Open filbranden opened 5 years ago
The testing introduced in #2014, which runs on Travis-CI, which happens to use Ubuntu Xenial, which includes systemd v229 (much older than the one I was testing with) made it clear that it's hard to have libcontainer make a heavier use of systemd properties in StartTransientUnit while maintaining compatibility with older versions of systemd, which is an objective to be preserved.
So I'm changing my approach slightly here. Instead of refactoring the current code, I'll write a new implementation that works in unified cgroup hierarchy only and then use that code only when unified cgroup hierarchy is detected, falling back to the current code in case the hybrid or legacy hierarchy is in use.
The issue with backward compatibility of properties is still a relevant issue, so I opened issue systemd/systemd#12460 requesting a better solution for that. True, that will only be available in systemd v243 or v244, but since no mainstream Linux distributions have switched to using unified hierarchy by default yet and by the time they do they'll probably have a systemd version that includes that code, we should be OK (in any case, the libcontainer code will implicitly check that a systemd version that includes that feature will be running, so while "unified cgroup hierarchy" is the trigger, there are other components that need to be in place for this all to work correctly.)
This also helps answer the question of having all the features supported in the cgroup2 mode (such as cpuset and freezer cgroup), since we will only activate the new implementation once all the components are in place (kernel 5.2 for freezer support in cgroup2, systemd v244 or maybe v245 to include the D-Bus RPCs to expose cpuset and freezer, etc.) Again, using "unified cgroup hierarchy" as the trigger, but knowing there are more dependencies that need to be in place for that to work.
So I'll close #1991 for now, since the final approach will be different. I opened #2047 to push the constructor of the systemd cgroup driver into the systemd module itself, that way when there are two separate implementations of it (one for "legacy" and another for "unified"), that point can serve as detection to make the decision.
Thanks! Filipe
What's the next step?
@filbranden For unified mode, I think we only care really recent version of systemd. Maybe #1991 can be reopened?

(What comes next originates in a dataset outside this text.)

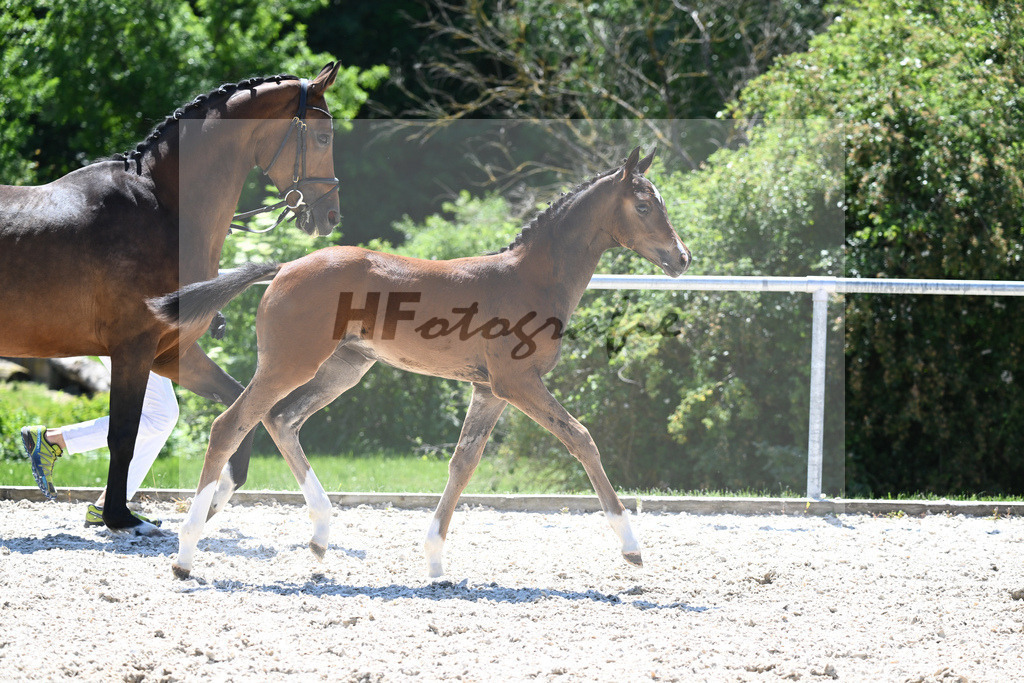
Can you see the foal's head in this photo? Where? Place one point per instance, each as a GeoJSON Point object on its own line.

I'm opening this issue to track improvements on systemd cgroup driver I and some others are working on.
The main motivations to improve the systemd cgroup driver are:
It's a path towards cgroupv2 support, since what the systemd API exports matches the feature set from cgroupv2. systemd also supports three hierarchies ("legacy", "hybrid" and "unified") to support Linux distributions and administrators in making a gradual migration to v2.
To support the "rootless" efforts, of running a container manager without root privileges. Projects such as usernetes are making strides in that direction. They rely on using systemd to manage cgroups, since writing to the cgroup tree directly would require root privileges.

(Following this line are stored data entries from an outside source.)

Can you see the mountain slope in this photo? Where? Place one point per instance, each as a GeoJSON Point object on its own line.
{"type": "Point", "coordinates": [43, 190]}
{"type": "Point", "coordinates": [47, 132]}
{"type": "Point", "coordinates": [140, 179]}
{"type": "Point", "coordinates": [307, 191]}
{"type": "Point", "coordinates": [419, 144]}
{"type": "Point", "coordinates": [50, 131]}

To minimize future breakage with changes to kernel implementation and systemd versions. The systemd API encoding cgroupv2 attributes is expected to be stable and to be maintained even if future changes get introduced. New restrictions may start being imposed, to ensure the hierarchy works as expected (non-authoritative agents shouldn't be able to "hijack" resources from the machine), doing delegation correctly is a key step in preventing DoS attacks through the cgroup tree.
The steps I have in mind for this series of refactorings is:
Support working under an unified hierarchy. I have a branch which does most of that (assuming step 1 has been addressed, I'm taking some shortcuts there.) Setting properties goes through systemd, so paths don't matter there. Reading stats goes through the tree, but it's easy to detect which hierarchy is in use and to adjust paths to match the correct one.
Create sub-cgroups of a delegated systemd scope, to pass it to containers. This follows the recommendations from systemd, which are also based on the cgroupv2 implementation (particularly the workings of
cgroup.subtree_control
), so having libcontainer support this delegation protocol would definitely be advantageous.One large concern here is testing. I was talking to @mrunalp about this and he offered to help. Since running this setup on a container can be challenging, he suggested using an external test runner, possibly monitoring GitHub PRs and reporting changes back to GitHub. We'll be working on this testing and will report back here when we have more details. (We might open separate issues to track testing on systemd as well.)
I'm planning to join the OCI call on Wednesday March 13th (also to discuss related opencontainers/runtime-spec#1005 and opencontainers/runtime-spec#1002), so I'm happy to talk more about this libcontainer systemd cgroup driver improvement proposal.